Gailisa got to her feet. “I’d better go on over now.” She bent and brushed Talsu’s lips with her own. “I’ll see you tonight, sweetheart.” Her voice was full of delicious promise. Talsu wondered if he were the only one who heard it. By the way his mother and father and even his sister grinned at him, he wasn’t.
As soon as the door downstairs closed, showing Gailisa was on her way to her father’s shop, Ausra said, “You turned pink, Talsu.” She laughed at him.
He glared. “Somebody ought to turn your backside red.”
“That will be enough of that,” his mother said, as if he and Ausra were a couple of small, quarrelsome children. She turned toward him. “Remember what you said in the old-time language? You should have paid more attention to it.”
“She started it.” Talsu pointed at his sister. He felt like a small, quarrelsome child--a small, quarrelsome, embarrassed child.
“Enough,” Laitsina repeated. His mother could have given Colonel Dzirnavu lessons in command. She went on, “Now you and Traku had better go on down and get some work done. Your poor wife shouldn’t have to do it all.”
The unfairness of that took Talsu’s breath away. Before he could find a comeback, Traku said, “Aye, we’ll get downstairs, won’t we, son? That we, we’ll have half a chance to hear ourselves think.” He left in a hurry. Talsu, no fool, followed in a hurry.
As they worked away on the Algarvian officer’s winter outfit, Talsu said, “I wish our nobles weren’t sucking up to King Mezentio’s pointy-nosed brother. I wish they were doing something to get rid of the redheads. I wish somebody was doing something to get rid of the miserable redheads.”
His father finished threading a needle before answering, “Somebody is. Who painted all those slogans in classical Kaunian a few weeks ago?”
“Algarvians haven’t caught anybody.” Talsu gestured dismissively. “Besides, who cares about slogans?”
“Maybe there’s more to it than slogans,” Traku said. “Where there’s smoke, there’s fire.”
“I haven’t seen any.” Talsu went back to basting together the
redheaded major’s white smock. After a while, his silence grew thoughtful. The
people with whom he studied classical Kaunian didn’t care for the Algarvians,
not even a little. What all were they doing? Could he find out without putting
his own neck on the line? That was a good question. He wondered what sort of
answer it had.
“Do you ever hear anything from Zossen?” Garivald asked Munderic. “Seems like I’ve been gone--forever.” A cold, nasty wind whipped through the forest west of Herborn. Garivald could smell snow on the breeze. It had already fallen a couple of times, but hadn’t stuck; along with the autumn rains, it left the ground under the trees a nasty, oozy quagmire.

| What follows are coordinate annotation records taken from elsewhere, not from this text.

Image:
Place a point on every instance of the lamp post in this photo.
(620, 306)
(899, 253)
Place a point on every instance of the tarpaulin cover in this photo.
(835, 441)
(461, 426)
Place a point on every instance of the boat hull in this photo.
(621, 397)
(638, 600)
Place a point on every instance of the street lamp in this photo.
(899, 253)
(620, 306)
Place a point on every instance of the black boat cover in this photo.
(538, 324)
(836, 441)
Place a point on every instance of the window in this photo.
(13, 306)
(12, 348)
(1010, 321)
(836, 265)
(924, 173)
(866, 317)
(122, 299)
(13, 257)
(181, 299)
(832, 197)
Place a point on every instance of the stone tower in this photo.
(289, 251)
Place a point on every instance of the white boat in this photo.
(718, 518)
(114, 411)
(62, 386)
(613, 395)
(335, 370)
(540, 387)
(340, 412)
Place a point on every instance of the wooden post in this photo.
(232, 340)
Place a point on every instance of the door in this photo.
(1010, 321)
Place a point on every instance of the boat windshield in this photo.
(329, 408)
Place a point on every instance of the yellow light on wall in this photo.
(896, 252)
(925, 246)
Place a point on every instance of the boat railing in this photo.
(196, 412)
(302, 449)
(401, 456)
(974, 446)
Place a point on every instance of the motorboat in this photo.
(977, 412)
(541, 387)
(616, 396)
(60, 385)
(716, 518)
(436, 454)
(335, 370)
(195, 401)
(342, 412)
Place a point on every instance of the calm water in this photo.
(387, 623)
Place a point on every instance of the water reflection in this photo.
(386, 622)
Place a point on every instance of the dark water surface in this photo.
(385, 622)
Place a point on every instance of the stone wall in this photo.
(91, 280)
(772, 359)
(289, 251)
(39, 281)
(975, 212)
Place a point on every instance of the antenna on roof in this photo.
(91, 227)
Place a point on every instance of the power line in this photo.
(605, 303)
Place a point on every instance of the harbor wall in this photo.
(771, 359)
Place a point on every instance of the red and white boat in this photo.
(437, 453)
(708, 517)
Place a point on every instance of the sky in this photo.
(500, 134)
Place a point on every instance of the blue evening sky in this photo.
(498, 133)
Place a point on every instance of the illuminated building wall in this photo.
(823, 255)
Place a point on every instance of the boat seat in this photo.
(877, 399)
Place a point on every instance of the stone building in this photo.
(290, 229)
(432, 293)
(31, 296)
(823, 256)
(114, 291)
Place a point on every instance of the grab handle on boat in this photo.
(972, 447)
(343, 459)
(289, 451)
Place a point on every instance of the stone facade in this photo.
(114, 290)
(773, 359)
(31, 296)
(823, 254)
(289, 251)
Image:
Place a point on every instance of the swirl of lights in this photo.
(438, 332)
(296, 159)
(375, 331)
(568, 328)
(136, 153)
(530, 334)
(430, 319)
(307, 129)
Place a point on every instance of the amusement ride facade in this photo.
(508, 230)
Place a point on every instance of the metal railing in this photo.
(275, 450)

Munderic shook his head. “Nothing to speak of. The Algarvians still have their little garrison in it, if that’s what you mean.”
“I figured that,” Garivald said.
“I figured you did,” the leader of the band of irregulars answered. “But I don’t know if the firstman’s wife is sleeping with the redheads, or whether swine fever’s gone through, or if the harvest is good--haven’t heard anything like that. Too far away.”
“If the Algarvians are sleeping with Herka, they’re a lot more desperate than anybody thought they were,” Garivald said, and Munderic laughed. Garivald started to walk off, then turned back. “What about the fight at that Sulingen place?”
“Still going on.” Now Munderic spoke with great assurance. “By the powers above, the redheads stuck their dicks in the sausage machine there, and now they can’t get ‘em out. Breaks my heart, that it does.”
“Mine, too.” Now Garivald did walk away.
Munderic’s voice pursued him: “We’re going after that ley line tonight, remember. Got to keep the Algarvians from moving things through.”
“I hadn’t forgotten.” Garivald paused to look back over his shoulder. “That’ll get harder when the snow does start sticking, and it won’t be long. Cursed Algarvians will be able to follow our tracks a lot easier.”
“We lived through last winter and kept fighting,” Munderic answered. “We can do it again, I expect. Maybe Sadoc will figure out a way to hide our tracks.”
Garivald rolled his eyes. “Maybe Sadoc will figure out a way to get us all killed, not just some of us. The longer it is since he’s tried to work wizardry, the better the mage you misremember him to be.”
“When you work better, you can pick nits,” Munderic said angrily. “Till then, he’s the only excuse for a mage we’ve got.”
“You said it, I didn’t. But I’ll say this: from everything I’ve seen, no mage-craft is better than bad magecraft.” Garivald kept on walking this time, and paid no attention to whatever Munderic shouted after him.
He walked right out of the clearing where most of the irregulars squatted or lounged. Just beyond it, he almost fell when his feet slipped in wet, rotting leaves. He had to grab for a tree trunk to keep from landing on his backside.